Cesar Rufino ’18, the oldest of four siblings and the first person in his family to go to college, agrees that his relationship with his parents is increasingly based upon their desire to understand his life as a college student since matriculating.
“The thing about first-generation parents is, yes they’re protective, but they’re extremely helpful,” he said. “They might not necessarily know what goes on on a daily basis in a young American student’s life, but they try their best to get through that barrier and ask, ‘How was your day? What did you do? How are your classes?’”
Rufino said that while he is able to get an education and look at long-term goals, his parents did not have the same experience.
“When [my parents] were kids, [they] had to look at the short term,” Rufino said. “They didn’t look so much at how to be successful, but how to stay above the poverty line,” Rufino said.
While Rufino said he feels incredibly lucky to be the first of his family to attend college, he echoed other students’ sentiments that being the first one in the family to attend college can feel odd and slightly isolating at times.
“Being the first in my family to go to college out of all my siblings, it’s a blessing and a curse. It’s a blessing ’cause I’m here, but I do feel like a guinea pig sometimes,” he said, laughing.
Although he is in some ways the outlier, or “guinea pig,” as he put it, in his family, Rufino said that since leaving for college he has gained a greater understanding of his parents and their life struggles. He said it was good for him leave home for college because when he returned home this summer and saw what his parents did, he felt a whole new appreciation and desire to help them.
“There are so many ways in which I can help out the family, but they know it’s pretty stressful at school and they try not to bother me,” he said. “I always tell them, ‘No! I don’t mind at all. I don’t mind hearing from you guys and ordering something on Amazon. I don’t mind reading a contract for you guys.’ I don’t mind doing any of that because of what they’ve done for me.”
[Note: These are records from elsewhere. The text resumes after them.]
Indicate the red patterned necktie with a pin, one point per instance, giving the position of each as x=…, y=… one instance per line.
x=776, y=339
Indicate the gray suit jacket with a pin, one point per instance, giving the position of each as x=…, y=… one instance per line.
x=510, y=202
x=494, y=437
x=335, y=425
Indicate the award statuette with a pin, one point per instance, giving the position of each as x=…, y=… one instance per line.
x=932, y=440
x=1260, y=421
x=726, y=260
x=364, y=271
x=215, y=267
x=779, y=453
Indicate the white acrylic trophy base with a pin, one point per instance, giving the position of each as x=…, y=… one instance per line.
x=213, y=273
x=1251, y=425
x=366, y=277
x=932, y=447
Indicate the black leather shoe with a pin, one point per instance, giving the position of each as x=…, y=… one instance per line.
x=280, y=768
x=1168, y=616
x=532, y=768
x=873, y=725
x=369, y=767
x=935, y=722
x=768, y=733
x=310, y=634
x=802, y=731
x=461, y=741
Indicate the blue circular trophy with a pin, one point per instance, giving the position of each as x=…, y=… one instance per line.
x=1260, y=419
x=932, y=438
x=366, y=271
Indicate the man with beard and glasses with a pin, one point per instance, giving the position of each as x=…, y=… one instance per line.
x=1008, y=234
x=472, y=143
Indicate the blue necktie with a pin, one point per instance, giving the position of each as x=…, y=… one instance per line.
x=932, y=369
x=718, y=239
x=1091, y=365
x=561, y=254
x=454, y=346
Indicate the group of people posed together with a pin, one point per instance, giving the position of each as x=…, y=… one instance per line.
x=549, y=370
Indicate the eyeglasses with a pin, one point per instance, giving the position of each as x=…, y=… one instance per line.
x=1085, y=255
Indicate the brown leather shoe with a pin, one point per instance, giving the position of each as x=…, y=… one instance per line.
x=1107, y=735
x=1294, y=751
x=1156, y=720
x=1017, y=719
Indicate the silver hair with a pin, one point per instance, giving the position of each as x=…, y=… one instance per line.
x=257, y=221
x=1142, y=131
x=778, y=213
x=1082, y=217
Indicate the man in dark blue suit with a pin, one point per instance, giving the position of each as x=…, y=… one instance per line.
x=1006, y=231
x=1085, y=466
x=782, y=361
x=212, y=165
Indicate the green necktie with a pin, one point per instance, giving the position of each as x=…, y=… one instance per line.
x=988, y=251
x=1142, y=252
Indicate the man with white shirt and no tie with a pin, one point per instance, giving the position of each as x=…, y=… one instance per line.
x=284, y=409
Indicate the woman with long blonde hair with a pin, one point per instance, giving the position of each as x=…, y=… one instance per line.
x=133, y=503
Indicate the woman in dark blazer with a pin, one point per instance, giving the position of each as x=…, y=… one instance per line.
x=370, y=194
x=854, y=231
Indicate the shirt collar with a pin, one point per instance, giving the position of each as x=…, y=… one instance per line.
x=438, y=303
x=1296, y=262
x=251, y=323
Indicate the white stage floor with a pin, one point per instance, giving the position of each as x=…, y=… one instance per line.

Many of the students spoke of the immense and inevitable pressure they feel to succeed for the sake of their families and the sacrifices made to get them here, but Rufino said that throughout freshman year this pressure to succeed has slowly transformed into drive. His eyes light up when he speaks of how his mom and dad inspire him to do his best everyday at school.
“First-generation parents aim, I feel, harder than any other parent to make sure that their children do not live the same life that they did,” he said. “And that is really, really powerful. That is something to motivate me.”